We have two critical sectors on which we must keep a close eye. Before the referendum, the motor industry was the UK’s second largest export industry, worth £3.2 billion, an increase on 2015. Our automotive industry produces an average of 1.6 million cars each year, of which 77% are exported abroad, of which 58% are sent to EU countries. That is absolutely critical. In addition, the pharmaceutical industry is of major concern. I hope the Minister can give assurances that the EU regulatory approval system that aids the faster dissemination of drugs between the EU and UK will be a priority discussion in future negotiations. I would be grateful if the Minister could also address the question of the EU Medicines Agency, and our role in and view of it, and whether it is likely, given that it is based in London, that it will have to relocate in the circumstances of our exit.
There are some major issues that confront us. The noble Lord, Lord Green of Hurstpierpoint, made the speech that I wish I could make, but he set the context for the issues around the current trade deficit. Can we pay our way? Can we make enough from exporting to pay for our imports? Can our invisible exports, whether they are services, tourism, or things such as insurance—or even income generated from our overseas investment—help us to deal with this? We are now in the worst position in our history. Never has the Government’s inability to meet their objective and balance trade been starker. There are two serious crises. Our weak export performance, no matter what we have done, no matter what gloss we put on it, does not address where we need to be. Foreign direct investment is hugely underperforming.

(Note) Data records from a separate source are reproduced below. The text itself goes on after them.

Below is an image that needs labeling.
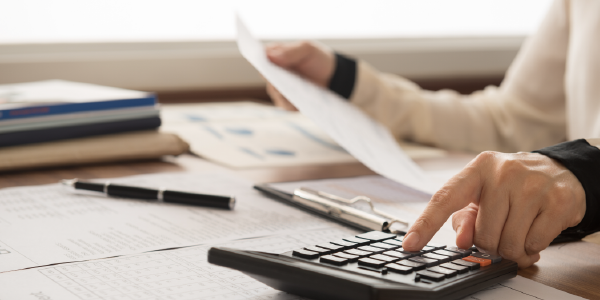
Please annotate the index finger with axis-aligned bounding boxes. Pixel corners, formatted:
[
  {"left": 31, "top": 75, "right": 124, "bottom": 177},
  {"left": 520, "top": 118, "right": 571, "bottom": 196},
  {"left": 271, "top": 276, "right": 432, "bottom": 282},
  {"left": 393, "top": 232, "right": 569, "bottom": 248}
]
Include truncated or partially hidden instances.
[{"left": 402, "top": 162, "right": 482, "bottom": 251}]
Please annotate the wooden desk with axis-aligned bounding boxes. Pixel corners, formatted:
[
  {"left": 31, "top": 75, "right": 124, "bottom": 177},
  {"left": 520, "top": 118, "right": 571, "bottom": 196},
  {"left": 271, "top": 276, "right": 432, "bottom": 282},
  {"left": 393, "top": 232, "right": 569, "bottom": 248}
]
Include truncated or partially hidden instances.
[{"left": 0, "top": 155, "right": 600, "bottom": 299}]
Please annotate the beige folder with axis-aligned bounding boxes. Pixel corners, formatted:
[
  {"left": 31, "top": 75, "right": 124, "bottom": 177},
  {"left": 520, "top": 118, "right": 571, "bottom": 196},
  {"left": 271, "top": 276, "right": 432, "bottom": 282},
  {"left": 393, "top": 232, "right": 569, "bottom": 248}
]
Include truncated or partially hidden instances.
[{"left": 0, "top": 130, "right": 189, "bottom": 171}]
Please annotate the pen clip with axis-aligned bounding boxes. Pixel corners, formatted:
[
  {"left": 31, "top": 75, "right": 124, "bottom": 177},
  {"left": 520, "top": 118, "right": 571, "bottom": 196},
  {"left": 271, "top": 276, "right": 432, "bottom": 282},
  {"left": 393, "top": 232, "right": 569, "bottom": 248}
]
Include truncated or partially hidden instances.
[{"left": 299, "top": 187, "right": 409, "bottom": 230}]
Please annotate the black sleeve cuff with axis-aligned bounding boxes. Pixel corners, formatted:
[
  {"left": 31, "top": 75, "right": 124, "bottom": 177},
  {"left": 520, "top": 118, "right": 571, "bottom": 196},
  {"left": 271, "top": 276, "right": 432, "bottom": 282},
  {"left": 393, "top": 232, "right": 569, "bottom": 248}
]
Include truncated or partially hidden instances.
[
  {"left": 533, "top": 139, "right": 600, "bottom": 238},
  {"left": 329, "top": 53, "right": 356, "bottom": 99}
]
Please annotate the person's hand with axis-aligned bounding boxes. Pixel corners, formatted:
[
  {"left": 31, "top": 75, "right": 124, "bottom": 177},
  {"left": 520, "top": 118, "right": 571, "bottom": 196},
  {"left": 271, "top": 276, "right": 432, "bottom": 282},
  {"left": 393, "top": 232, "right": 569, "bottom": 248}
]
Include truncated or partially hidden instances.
[
  {"left": 266, "top": 41, "right": 335, "bottom": 110},
  {"left": 403, "top": 152, "right": 586, "bottom": 268}
]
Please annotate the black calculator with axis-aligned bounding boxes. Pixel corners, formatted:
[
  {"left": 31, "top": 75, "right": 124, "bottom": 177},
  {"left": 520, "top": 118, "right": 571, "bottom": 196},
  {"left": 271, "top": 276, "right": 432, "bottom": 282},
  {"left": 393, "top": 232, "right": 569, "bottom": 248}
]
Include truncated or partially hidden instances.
[{"left": 208, "top": 231, "right": 517, "bottom": 300}]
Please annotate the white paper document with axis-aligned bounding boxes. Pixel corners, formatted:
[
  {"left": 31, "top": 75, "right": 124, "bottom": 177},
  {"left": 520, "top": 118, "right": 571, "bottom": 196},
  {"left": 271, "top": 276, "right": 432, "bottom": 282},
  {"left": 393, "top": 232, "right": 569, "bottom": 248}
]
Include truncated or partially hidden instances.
[
  {"left": 237, "top": 16, "right": 434, "bottom": 194},
  {"left": 0, "top": 173, "right": 336, "bottom": 272},
  {"left": 0, "top": 229, "right": 582, "bottom": 300}
]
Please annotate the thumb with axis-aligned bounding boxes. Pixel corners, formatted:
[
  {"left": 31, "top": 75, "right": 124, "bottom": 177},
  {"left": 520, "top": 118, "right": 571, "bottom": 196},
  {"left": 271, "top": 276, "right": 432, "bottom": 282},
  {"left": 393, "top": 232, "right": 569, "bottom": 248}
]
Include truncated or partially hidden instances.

There is one matter to which we must turn our attention. The money that we earn from British-owned overseas businesses minus the outflows to overseas owners of foreign-owned businesses located here is now negative. There is now a £250 billion deficit in the value of UK assets owned by foreign companies compared to foreign ownership. This number is only going up. FDI is now likely to sharpen the current account deficit. When I read the Government’s April press release headed:
“UKTI reveals record number of UK businesses looking to export”,
I raised a glass. Notwithstanding my scepticism when I read such things about when the records began, what they are and the nature of the data that were collected, I raised a glass, but it is nowhere near enough. Even before the decision to Brexit, trade, our current account deficit and FDI meant we were facing huge underperformance and there were conditions for major problems to our GDP, so we need the Government to rise to this new level of threat as well as to the opportunities. I appreciate that the Minister cannot provide the answers required in our current political circumstances but, most importantly, are she and the Government prepared to accept the level of the crisis we face? At a time when we can do something about it, I hope she is.